Beginning at 8pm every Wednesday night in my college dorm room, no one was allowed to speak. The few unlucky individuals who wandered into our room and made any more than some rustling sounds were shouted down until they shut up. Well, at least we gave them very dirty looks. Like, face-melting dirty.
I love
The West Wing not because I'm liberal (though of course I am), but becuase it is so well written. The dialogue fresh and challenging, the characters engaging and funny. And it was so earnest, sometimes inspiring.

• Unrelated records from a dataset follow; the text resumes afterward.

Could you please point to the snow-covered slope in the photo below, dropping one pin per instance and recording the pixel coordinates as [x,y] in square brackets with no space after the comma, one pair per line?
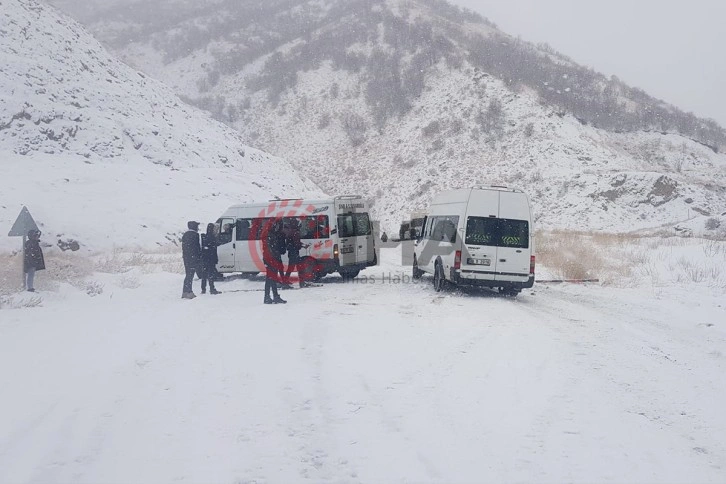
[457,120]
[579,177]
[103,154]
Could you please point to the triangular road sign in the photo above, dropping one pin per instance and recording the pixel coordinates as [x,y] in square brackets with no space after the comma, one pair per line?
[23,224]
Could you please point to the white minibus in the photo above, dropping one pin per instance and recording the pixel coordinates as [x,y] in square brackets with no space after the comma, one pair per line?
[338,234]
[481,236]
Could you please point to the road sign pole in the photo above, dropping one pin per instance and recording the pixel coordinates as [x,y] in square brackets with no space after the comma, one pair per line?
[22,263]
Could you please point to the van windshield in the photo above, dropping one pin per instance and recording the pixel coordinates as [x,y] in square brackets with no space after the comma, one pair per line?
[497,232]
[354,225]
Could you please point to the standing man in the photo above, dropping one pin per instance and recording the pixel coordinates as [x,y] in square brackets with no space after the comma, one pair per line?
[34,260]
[273,246]
[192,255]
[209,259]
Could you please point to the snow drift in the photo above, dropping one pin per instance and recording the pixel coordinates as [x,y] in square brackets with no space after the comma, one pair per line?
[103,154]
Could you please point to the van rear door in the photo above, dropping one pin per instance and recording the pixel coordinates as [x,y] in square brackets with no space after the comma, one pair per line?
[513,254]
[356,239]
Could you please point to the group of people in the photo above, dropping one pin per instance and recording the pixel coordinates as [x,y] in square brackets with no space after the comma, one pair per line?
[200,258]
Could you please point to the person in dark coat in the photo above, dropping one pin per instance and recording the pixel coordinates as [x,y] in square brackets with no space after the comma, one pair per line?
[192,255]
[293,244]
[273,246]
[33,260]
[209,259]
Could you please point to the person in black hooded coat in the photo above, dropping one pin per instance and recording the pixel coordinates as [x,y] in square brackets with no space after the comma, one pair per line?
[209,259]
[34,260]
[192,256]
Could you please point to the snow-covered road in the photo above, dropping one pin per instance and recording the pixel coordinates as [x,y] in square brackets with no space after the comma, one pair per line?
[364,382]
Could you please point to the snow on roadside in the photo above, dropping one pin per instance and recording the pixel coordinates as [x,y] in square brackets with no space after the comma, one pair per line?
[372,381]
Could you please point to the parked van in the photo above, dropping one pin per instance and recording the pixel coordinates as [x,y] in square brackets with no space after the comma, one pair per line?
[482,236]
[338,232]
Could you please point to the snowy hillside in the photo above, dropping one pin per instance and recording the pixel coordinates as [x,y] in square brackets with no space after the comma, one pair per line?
[87,142]
[400,99]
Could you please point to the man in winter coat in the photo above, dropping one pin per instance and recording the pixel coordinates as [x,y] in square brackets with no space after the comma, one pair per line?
[209,259]
[192,255]
[34,260]
[273,246]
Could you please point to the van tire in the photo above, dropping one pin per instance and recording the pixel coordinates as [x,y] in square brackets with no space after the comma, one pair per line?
[349,274]
[439,278]
[306,269]
[416,273]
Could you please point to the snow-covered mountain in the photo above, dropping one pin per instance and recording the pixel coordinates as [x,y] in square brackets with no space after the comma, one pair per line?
[103,154]
[398,99]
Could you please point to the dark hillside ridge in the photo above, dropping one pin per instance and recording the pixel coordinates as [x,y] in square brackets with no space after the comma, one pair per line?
[409,47]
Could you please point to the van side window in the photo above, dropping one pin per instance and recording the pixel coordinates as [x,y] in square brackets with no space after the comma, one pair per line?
[313,227]
[243,229]
[497,232]
[514,233]
[225,231]
[445,229]
[354,225]
[430,221]
[253,228]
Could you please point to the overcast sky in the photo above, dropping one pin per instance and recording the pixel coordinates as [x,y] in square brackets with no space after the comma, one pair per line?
[673,49]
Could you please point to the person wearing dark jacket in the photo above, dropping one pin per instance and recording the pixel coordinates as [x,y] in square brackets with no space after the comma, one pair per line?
[192,255]
[273,246]
[33,260]
[293,244]
[209,259]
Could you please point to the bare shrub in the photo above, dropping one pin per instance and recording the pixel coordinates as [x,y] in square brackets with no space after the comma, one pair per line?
[324,121]
[713,223]
[129,281]
[20,302]
[569,257]
[431,129]
[355,127]
[712,248]
[93,288]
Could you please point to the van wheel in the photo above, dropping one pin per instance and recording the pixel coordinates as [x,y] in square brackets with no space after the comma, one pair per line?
[349,275]
[306,269]
[417,273]
[439,278]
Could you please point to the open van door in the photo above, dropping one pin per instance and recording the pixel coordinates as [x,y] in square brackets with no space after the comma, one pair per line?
[226,248]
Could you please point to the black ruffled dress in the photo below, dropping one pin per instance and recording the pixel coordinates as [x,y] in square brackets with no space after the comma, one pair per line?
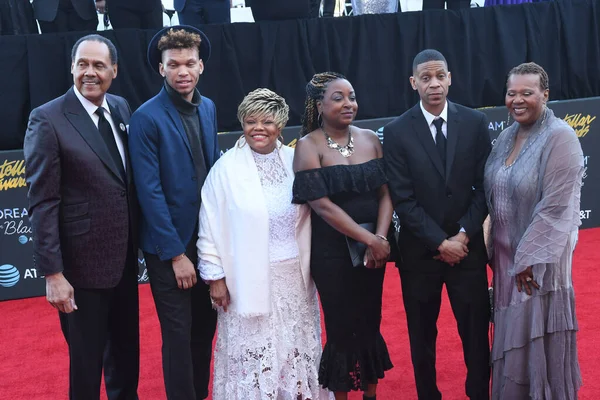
[355,354]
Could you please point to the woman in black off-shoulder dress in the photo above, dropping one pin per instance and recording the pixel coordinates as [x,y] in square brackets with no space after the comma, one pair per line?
[340,173]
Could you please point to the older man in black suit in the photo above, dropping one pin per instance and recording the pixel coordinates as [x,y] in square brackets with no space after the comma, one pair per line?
[83,211]
[65,15]
[435,155]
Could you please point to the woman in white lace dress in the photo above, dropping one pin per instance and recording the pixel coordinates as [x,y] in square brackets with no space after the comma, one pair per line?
[254,250]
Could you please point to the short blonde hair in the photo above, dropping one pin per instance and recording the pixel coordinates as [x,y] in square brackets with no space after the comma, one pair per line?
[264,102]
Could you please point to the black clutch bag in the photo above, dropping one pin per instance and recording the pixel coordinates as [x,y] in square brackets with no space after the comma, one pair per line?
[357,249]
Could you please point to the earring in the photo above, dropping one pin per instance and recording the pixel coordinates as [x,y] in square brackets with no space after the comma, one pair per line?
[241,142]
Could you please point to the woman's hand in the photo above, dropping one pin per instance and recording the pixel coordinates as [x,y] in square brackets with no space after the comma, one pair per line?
[377,253]
[525,281]
[219,294]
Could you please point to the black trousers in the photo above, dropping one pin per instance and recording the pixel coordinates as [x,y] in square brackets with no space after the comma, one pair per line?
[202,12]
[328,8]
[187,323]
[277,10]
[452,4]
[67,20]
[468,293]
[123,18]
[104,332]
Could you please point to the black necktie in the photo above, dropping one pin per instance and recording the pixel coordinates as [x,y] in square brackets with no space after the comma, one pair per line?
[109,138]
[440,140]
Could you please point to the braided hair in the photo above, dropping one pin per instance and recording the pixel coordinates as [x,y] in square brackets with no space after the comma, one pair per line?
[315,89]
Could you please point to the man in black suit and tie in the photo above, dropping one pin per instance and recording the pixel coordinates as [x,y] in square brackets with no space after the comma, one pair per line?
[83,211]
[65,15]
[435,155]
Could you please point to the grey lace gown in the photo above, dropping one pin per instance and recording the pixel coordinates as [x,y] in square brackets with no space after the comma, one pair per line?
[534,210]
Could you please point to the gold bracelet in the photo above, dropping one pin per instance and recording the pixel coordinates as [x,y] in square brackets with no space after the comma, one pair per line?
[179,257]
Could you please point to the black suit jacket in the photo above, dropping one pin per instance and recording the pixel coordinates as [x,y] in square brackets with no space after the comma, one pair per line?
[83,214]
[134,5]
[433,205]
[45,10]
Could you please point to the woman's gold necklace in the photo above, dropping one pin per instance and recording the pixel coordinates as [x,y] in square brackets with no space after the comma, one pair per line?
[347,150]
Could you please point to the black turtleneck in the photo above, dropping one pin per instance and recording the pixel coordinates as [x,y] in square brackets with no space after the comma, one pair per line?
[188,111]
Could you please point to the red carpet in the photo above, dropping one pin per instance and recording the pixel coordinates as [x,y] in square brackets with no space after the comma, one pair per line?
[34,363]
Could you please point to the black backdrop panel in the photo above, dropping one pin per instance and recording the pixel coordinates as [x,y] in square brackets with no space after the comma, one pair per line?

Aaron Sorkin, who created and wrote the West Wing for the first four seasons (before it started to be kind of lame), also wrote the play I watched last night at the
Alley Theatre, the
Farnsworth Invention. The Farnswroth Invention is a great piece of storytelling. I love the way Sorkin pieces the story together, has the characters step in and out of the narrative. It's about the invention of the television, and the fight between media mogul and president of RCA David Sarnoff and inventor Philo Farnsworth over who inveted it. Aaron Sorkin took the stage afterward for a talkback. He said that for him, the play was really about the need for exploration.

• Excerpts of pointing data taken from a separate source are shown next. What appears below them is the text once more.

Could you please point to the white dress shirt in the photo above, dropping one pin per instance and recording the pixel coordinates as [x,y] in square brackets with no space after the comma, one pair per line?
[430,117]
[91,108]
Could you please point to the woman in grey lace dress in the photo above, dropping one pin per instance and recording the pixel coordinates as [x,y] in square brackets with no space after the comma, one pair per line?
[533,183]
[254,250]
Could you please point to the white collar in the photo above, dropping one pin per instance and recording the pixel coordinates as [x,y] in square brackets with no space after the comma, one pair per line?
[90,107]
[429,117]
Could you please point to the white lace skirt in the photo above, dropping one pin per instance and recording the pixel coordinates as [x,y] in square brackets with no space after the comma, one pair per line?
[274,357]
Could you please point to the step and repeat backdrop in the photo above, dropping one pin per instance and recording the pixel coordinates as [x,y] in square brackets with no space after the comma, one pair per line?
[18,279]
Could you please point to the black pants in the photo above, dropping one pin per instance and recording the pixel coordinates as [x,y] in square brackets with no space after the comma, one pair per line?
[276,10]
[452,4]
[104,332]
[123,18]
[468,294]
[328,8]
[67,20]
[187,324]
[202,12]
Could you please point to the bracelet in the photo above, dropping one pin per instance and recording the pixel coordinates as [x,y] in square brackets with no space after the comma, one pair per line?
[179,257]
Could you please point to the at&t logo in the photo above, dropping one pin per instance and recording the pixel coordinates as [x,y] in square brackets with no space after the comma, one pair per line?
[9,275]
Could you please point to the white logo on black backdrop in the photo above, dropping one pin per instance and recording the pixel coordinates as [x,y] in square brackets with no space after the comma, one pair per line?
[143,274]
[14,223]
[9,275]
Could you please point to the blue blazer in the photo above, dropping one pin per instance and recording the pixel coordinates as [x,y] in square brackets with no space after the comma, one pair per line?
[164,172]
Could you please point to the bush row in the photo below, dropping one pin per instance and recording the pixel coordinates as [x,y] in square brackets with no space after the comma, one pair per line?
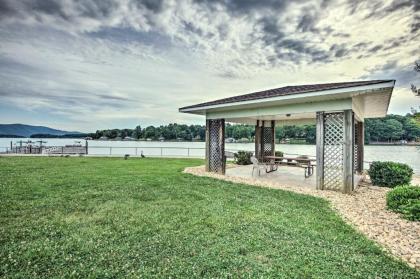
[390,174]
[405,200]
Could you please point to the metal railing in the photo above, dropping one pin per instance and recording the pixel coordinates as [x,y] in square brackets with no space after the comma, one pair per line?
[148,151]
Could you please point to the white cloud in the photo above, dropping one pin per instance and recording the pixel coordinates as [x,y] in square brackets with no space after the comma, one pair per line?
[106,63]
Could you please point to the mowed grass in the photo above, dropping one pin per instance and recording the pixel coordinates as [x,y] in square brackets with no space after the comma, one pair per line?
[109,217]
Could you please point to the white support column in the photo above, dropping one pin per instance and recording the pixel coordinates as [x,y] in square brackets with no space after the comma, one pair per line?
[348,151]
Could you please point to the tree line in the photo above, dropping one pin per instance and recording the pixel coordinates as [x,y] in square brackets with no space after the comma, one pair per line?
[389,128]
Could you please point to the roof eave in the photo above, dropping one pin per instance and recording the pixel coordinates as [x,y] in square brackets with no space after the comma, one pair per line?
[202,110]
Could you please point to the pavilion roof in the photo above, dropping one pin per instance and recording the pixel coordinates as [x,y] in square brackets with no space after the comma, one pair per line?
[284,91]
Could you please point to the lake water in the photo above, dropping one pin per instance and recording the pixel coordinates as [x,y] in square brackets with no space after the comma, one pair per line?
[404,154]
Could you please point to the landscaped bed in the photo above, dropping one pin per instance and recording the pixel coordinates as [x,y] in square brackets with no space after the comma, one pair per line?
[109,217]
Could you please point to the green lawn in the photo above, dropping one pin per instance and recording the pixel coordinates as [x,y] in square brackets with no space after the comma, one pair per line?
[109,217]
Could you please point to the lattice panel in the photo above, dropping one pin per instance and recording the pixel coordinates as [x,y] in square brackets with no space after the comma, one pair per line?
[267,141]
[356,146]
[216,163]
[333,150]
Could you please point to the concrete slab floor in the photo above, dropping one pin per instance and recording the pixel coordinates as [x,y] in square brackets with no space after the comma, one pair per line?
[288,176]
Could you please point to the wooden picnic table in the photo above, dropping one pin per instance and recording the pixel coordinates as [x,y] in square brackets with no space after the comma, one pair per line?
[305,163]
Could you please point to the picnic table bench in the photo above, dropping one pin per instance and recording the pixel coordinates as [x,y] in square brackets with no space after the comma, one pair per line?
[301,162]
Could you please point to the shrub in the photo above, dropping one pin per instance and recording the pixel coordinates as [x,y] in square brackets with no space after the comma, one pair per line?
[279,153]
[390,174]
[406,200]
[243,157]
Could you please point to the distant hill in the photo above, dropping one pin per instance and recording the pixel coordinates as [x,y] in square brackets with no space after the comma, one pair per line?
[27,130]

He hammered that message home near the end of the play, with David Sarnoff exlacming, "You go to the moon becuase it's what's next."
Yeah, that's nice. But what really stuck with me was the line earlier in the play. Both Sarnoff and Farnsworth believe that television can do great things. Sarnoff says about television, "It will end war...stop war by pointing a camera at it."
There are hints elsewhere that Sorkin believes in the power and possibility of media. His character in
Studio 60 on the Sunset Strip (we can debate the merits of this show elsewhere), Jordan McDeere, president of the fictional National Broadcasting System, gives several semi-inspiring speeches about her network being challenging and engaging and producing real art.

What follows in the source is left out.